Have a great weekend!

Hope your weigh in this morning 
went the way you wanted it too!


----------



## SierraCook (Feb 18, 2005)

I did not lose any weight yhis week, but I did not gain any either!!    That's Ok, because there is always next week.   I am so happy with myself because I worked out 4 times so far this week.  Each time was for at least an hour.


----------



## kyles (Feb 19, 2005)

Hi all, yes I am still alive!!!!! My lifestyle has completely changed, not only am I cooking healthier, I am working out three times a week and swimming twice a week, which is why you never see me anymore, I have no time for internet now!!!!! I am feeling fabulous, I have lost 13 pounds so far, and now only have 87 or so to go, which sounds so much easier that 100!!!!!!

And scarily, I love exercise, I never knew I liked exercise!!!!!!! The gym is fun, it's full of fit and gorgeous people, but I have found a time when it's empty, so that suits me fine. 

I miss you all!!!!!


----------



## buckytom (Feb 19, 2005)

tut tut kyles, no chasing thorpedoes or other studly guys around the pool, unless they're faster and it only serves to make you keep going.
good going tho. swimming is by far the best exercise; combining strength, flexibility, and aerobic conditioning. keep it up chica...


----------



## Catseye (Feb 19, 2005)

YaHOOO, lost three pounds!  Total of nine lost, and my little ticker thingie creeps a bit more rightward . . .   
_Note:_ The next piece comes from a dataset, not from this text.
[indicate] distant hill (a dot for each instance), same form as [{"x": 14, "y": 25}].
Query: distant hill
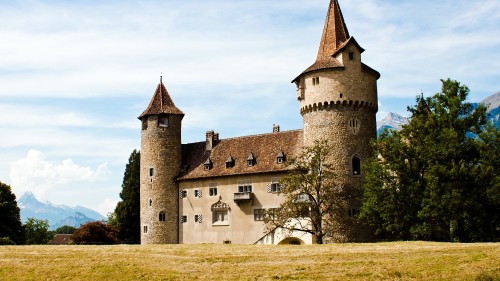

Big handful of spangly confetti tossed over the heads of everyone who progressed on their difficult journey this week, and double that for kyles.  I'm so happy you're having such a splendid time with this, kyles!  (I missed you and wondered how you were doing.)


Cats


----------



## kyles (Feb 19, 2005)

LOL Buckytom, the youngest man in the pool is about 70! Mind you he looks ok in a pair of swimming trunks!!!!   

I'm still too embarrassed at the gym to do anything but look straight ahead, Keanu Reeves could walk in and I would be oblivious.......


----------